Sur la décision portant obligation de quitter le territoire français :
14. Aux termes de l’article L. 613-1 du code de l’entrée et du séjour des étrangers et du droit d’asile, dans sa version applicable au litige : « La décision portant obligation de quitter le territoire français est motivée / Dans le cas prévu au 3° de l’article L. 611-1, la décision portant obligation de quitter le territoire français n’a pas à faire l’objet d’une motivation distincte de celle de la décision relative au séjour. () ». Aux termes de l’article L. 611-1 du même code : " L’autorité administrative peut obliger un étranger à quitter le territoire français lorsqu’il se trouve dans les cas suivants : / () 3° L’étranger s’est vu refuser la délivrance d’un titre de séjour, le renouvellement du titre de séjour, du document provisoire délivré à l’occasion d’une demande de titre de séjour ou de l’autorisation provisoire de séjour qui lui avait été délivré ou s’est vu retirer un de ces documents ; () ".

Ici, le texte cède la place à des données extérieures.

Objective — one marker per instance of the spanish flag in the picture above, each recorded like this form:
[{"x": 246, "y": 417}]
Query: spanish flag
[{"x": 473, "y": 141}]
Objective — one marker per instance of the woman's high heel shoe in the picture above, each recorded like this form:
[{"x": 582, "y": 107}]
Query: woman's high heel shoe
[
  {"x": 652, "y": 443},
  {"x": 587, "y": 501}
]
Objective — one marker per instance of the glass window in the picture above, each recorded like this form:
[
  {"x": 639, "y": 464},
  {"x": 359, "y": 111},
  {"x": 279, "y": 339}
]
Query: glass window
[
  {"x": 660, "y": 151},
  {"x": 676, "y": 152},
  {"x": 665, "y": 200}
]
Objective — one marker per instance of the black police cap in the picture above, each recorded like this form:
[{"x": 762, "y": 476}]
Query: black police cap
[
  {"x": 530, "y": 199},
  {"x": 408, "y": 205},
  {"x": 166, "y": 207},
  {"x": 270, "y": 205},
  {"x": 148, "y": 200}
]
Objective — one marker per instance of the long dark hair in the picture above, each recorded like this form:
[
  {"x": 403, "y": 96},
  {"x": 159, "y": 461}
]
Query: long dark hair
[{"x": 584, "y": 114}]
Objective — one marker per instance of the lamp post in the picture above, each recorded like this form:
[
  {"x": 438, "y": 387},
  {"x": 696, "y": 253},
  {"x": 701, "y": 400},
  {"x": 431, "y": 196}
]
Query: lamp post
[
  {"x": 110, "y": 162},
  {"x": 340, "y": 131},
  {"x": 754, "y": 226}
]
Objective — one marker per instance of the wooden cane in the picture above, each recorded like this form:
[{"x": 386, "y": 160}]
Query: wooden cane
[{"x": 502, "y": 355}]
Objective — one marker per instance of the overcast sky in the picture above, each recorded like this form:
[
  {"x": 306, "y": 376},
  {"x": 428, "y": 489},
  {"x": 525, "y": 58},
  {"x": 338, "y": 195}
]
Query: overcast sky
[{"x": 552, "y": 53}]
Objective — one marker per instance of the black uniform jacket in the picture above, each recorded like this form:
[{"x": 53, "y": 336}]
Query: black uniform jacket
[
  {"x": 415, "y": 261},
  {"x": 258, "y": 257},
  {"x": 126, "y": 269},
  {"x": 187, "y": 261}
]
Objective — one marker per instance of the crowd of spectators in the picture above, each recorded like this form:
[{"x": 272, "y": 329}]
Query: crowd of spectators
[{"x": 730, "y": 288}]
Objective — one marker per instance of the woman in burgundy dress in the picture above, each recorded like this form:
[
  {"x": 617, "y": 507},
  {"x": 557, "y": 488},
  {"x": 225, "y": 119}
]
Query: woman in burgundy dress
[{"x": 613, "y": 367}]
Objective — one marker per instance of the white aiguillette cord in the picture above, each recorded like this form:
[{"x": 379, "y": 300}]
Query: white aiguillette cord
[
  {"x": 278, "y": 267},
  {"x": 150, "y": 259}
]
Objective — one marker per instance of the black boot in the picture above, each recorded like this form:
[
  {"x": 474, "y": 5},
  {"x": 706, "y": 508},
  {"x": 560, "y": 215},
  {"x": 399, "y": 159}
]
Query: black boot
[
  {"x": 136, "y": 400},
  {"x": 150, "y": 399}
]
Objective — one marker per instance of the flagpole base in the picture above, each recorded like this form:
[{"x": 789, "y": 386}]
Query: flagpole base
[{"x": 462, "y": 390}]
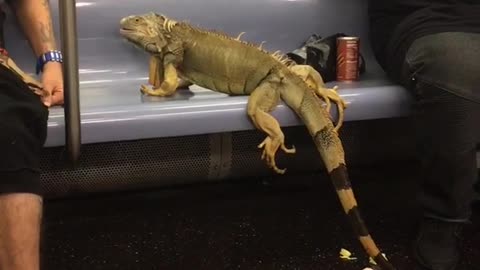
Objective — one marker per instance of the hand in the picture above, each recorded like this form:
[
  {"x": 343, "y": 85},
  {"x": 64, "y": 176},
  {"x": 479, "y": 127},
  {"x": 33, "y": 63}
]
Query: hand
[{"x": 52, "y": 81}]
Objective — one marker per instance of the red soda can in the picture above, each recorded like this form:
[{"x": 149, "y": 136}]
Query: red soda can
[{"x": 348, "y": 59}]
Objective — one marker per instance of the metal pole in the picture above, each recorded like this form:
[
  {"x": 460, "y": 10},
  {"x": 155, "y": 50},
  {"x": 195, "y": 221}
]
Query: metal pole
[{"x": 68, "y": 27}]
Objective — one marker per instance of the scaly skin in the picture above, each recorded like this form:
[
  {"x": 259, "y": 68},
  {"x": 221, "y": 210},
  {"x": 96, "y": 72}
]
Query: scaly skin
[
  {"x": 32, "y": 83},
  {"x": 183, "y": 54}
]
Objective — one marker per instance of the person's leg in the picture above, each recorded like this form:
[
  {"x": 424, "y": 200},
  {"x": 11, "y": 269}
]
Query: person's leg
[
  {"x": 23, "y": 125},
  {"x": 20, "y": 216},
  {"x": 441, "y": 70}
]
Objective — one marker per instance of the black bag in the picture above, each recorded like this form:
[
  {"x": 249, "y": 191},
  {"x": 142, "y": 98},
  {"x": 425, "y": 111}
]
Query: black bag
[{"x": 321, "y": 54}]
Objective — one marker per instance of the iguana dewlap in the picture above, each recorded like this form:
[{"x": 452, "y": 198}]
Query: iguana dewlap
[{"x": 184, "y": 54}]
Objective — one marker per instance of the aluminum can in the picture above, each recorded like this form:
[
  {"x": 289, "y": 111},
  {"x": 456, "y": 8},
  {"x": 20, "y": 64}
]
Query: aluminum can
[{"x": 348, "y": 59}]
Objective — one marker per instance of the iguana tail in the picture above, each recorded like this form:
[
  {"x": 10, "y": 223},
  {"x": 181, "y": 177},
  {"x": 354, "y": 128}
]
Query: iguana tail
[{"x": 317, "y": 120}]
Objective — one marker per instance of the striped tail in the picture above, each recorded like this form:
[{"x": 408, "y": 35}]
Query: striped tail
[
  {"x": 318, "y": 122},
  {"x": 343, "y": 187}
]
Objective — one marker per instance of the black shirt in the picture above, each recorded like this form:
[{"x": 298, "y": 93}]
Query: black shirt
[{"x": 395, "y": 24}]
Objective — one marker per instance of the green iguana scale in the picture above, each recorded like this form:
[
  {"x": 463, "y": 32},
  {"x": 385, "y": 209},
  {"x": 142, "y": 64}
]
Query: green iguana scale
[{"x": 182, "y": 54}]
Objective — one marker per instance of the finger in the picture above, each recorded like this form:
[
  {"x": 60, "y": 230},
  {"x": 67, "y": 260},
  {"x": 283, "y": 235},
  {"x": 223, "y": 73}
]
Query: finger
[
  {"x": 57, "y": 98},
  {"x": 47, "y": 96}
]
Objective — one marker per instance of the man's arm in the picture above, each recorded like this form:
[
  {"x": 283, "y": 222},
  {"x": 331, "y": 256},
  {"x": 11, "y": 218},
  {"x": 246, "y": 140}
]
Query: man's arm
[{"x": 36, "y": 21}]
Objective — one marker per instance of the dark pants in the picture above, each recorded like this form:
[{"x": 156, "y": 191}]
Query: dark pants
[
  {"x": 23, "y": 130},
  {"x": 443, "y": 73}
]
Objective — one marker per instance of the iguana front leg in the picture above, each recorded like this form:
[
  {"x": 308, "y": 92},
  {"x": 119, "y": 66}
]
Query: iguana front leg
[
  {"x": 315, "y": 81},
  {"x": 156, "y": 74},
  {"x": 263, "y": 100},
  {"x": 32, "y": 83},
  {"x": 168, "y": 85}
]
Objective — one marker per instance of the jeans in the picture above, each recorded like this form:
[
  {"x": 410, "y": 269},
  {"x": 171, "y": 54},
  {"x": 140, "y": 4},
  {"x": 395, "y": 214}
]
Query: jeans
[{"x": 442, "y": 71}]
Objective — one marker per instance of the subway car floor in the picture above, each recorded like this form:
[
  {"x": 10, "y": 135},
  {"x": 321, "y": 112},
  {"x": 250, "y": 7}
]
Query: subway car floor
[{"x": 286, "y": 222}]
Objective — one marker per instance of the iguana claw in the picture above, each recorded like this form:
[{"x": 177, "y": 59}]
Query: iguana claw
[
  {"x": 331, "y": 94},
  {"x": 270, "y": 147}
]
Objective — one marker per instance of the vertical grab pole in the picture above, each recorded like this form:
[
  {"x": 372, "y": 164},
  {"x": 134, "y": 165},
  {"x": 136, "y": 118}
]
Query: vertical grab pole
[{"x": 68, "y": 28}]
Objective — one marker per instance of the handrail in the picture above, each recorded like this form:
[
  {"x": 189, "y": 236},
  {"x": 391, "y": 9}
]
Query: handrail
[{"x": 68, "y": 27}]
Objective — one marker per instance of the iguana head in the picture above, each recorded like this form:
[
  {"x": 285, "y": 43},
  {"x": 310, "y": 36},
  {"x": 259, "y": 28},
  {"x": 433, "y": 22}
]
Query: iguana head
[{"x": 147, "y": 31}]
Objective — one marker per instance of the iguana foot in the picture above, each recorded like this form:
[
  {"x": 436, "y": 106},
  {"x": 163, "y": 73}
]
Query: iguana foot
[
  {"x": 159, "y": 92},
  {"x": 331, "y": 94},
  {"x": 270, "y": 147},
  {"x": 315, "y": 81}
]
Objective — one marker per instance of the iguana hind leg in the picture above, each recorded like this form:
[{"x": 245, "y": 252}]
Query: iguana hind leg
[
  {"x": 262, "y": 101},
  {"x": 315, "y": 81}
]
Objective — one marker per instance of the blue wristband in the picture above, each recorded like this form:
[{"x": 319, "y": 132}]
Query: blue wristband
[{"x": 50, "y": 56}]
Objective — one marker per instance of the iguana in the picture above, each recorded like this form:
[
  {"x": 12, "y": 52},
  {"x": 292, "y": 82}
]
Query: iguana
[
  {"x": 183, "y": 54},
  {"x": 32, "y": 83}
]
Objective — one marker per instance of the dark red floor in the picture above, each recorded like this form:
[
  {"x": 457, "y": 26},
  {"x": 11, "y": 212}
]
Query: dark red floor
[{"x": 281, "y": 223}]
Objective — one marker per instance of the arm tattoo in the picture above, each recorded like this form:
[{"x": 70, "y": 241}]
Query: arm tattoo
[{"x": 45, "y": 33}]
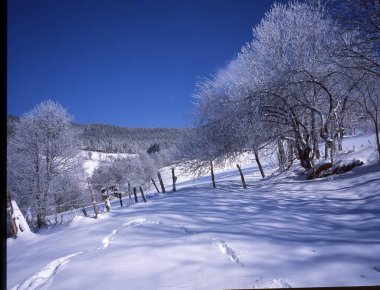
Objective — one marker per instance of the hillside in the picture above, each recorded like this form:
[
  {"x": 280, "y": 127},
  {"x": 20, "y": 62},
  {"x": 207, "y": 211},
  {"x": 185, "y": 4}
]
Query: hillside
[
  {"x": 116, "y": 139},
  {"x": 282, "y": 231}
]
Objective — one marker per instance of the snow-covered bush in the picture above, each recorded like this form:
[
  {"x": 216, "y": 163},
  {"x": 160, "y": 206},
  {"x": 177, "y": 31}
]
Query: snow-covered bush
[{"x": 42, "y": 153}]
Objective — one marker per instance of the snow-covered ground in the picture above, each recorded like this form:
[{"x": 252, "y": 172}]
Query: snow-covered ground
[
  {"x": 282, "y": 231},
  {"x": 93, "y": 158}
]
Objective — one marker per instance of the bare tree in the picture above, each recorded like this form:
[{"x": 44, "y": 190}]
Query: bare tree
[{"x": 42, "y": 150}]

15. Dès lors que la décision faisant obligation à M. A de quitter le territoire français, qui vise le 3° de l’article L. 611-1 du code de l’entrée et du séjour des étrangers et du droit d’asile, a été prise sur le fondement d’un refus de titre de séjour lui-même motivé ainsi qu’il a été dit au point 5 de la présente ordonnance, elle n’avait pas à faire l’objet d’une motivation distincte. Le moyen doit, par suite, être écarté.
16. Il résulte de tout ce qui précède que la requête d’appel de M. A est manifestement dépourvue de fondement. Dès lors, ses conclusions présentées à fin d’annulation et d’injonction sous astreinte peuvent être rejetées en application du dernier alinéa de l’article R. 222-1 du code de justice administrative. Il en va de même, par voie de conséquence, des conclusions tendant à l’application des dispositions de l’article L. 761-1 du code de justice administrative et du deuxième alinéa de l’article 37 de la loi du 10 juillet 1991.
O R D O N N E :
Article 1er : La requête de M. A est rejetée.
Article 2 : La présente ordonnance sera notifiée à M. B A et au ministre de l’intérieur.
Copie en sera adressée au préfet de la Haute-Garonne.
Fait à Toulouse, le 19 mars 2025.
Le président de la 1ère chambre,
Signé
É. Rey-Bèthbéder
La République mande et ordonne au ministre de l’intérieur, en ce qui le concerne, ou à tous commissaires de justice à ce requis, en ce qui concerne les voies de droit commun contre les parties privées, de pourvoir à l’exécution de la présente ordonnance.